And this one is too complex... Like a maze and because of Conservation of Momentum, everything is zero:
[PLAIN]http://www.2live.ro/demo/ball.bmp[/QUOTE]
No - actually, conservation of momentum works perfectly well in this case. All you need to do is look at the flow entering the pipe, and the flow exiting the pipe. In this case, the flow entering the pipe is going upwards, but the exit flow is downwards. Thus, by conservation of momentum, there must be a net upwards force on the pipe to counter the downwards force on the fluid. However, this all changes when you bend the above system:
http://www.2live.ro/demo/arc_open.bmp
Now, the incoming flow (I'll assume the inlet is on the left) is traveling to the left. The outcoming flow is also traveling to the left.
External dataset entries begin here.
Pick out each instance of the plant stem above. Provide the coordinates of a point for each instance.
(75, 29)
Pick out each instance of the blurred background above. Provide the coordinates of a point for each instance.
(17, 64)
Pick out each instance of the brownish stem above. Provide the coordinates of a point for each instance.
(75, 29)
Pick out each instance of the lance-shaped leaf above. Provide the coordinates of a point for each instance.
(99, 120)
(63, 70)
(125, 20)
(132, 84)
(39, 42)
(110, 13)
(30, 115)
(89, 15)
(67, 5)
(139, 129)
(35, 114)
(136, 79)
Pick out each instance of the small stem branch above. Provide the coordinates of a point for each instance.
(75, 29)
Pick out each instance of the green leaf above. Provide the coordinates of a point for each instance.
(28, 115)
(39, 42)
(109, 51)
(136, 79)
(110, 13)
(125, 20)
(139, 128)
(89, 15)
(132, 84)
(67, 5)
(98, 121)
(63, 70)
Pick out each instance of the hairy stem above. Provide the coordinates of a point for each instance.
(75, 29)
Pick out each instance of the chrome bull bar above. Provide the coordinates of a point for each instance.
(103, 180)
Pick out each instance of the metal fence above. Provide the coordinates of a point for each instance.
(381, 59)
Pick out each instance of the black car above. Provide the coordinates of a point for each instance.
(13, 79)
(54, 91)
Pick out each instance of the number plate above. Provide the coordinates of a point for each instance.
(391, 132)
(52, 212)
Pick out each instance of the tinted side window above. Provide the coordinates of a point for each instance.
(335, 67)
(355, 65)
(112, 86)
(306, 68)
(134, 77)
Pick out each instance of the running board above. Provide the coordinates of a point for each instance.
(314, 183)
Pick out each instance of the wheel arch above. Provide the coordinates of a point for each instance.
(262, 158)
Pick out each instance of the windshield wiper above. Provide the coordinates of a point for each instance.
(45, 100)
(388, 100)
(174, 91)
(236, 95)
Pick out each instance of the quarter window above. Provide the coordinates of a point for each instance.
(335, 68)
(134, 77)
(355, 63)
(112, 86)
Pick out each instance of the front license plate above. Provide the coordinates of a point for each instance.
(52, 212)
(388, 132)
Assuming the pipe is constant diameter, and the fluid is incompressible, the flow speed is the same at the inlet and outlet. Therefore, since the flow speed and direction are identical at both the inlet and the outlet, there is no net momentum change in the fluid, so there is no force on the pipe.
I think you're confusing yourself with the spiral pipe. It's true that in the first image above, the net force can be considered to be entirely from the U-shaped section, and the forces in the spirals all cancel out. However, this is no longer the case when you bend the spirals. The force nearly cancels out in the spirals when they are bent (so long as the bend radius is large relative to the spiral radius), but it doesn't entirely cancel out, and if you felt inclined to do the vector sum along the entire path, you would discover that the slight imbalance in the spiral is exactly enough to counteract the force in the U-shaped section. That method is absolutely valid, it simply isn't used very frequently since conservation of momentum allows us to arrive at the same result with much less effort (and it allows us to bypass errors of intuition more easily).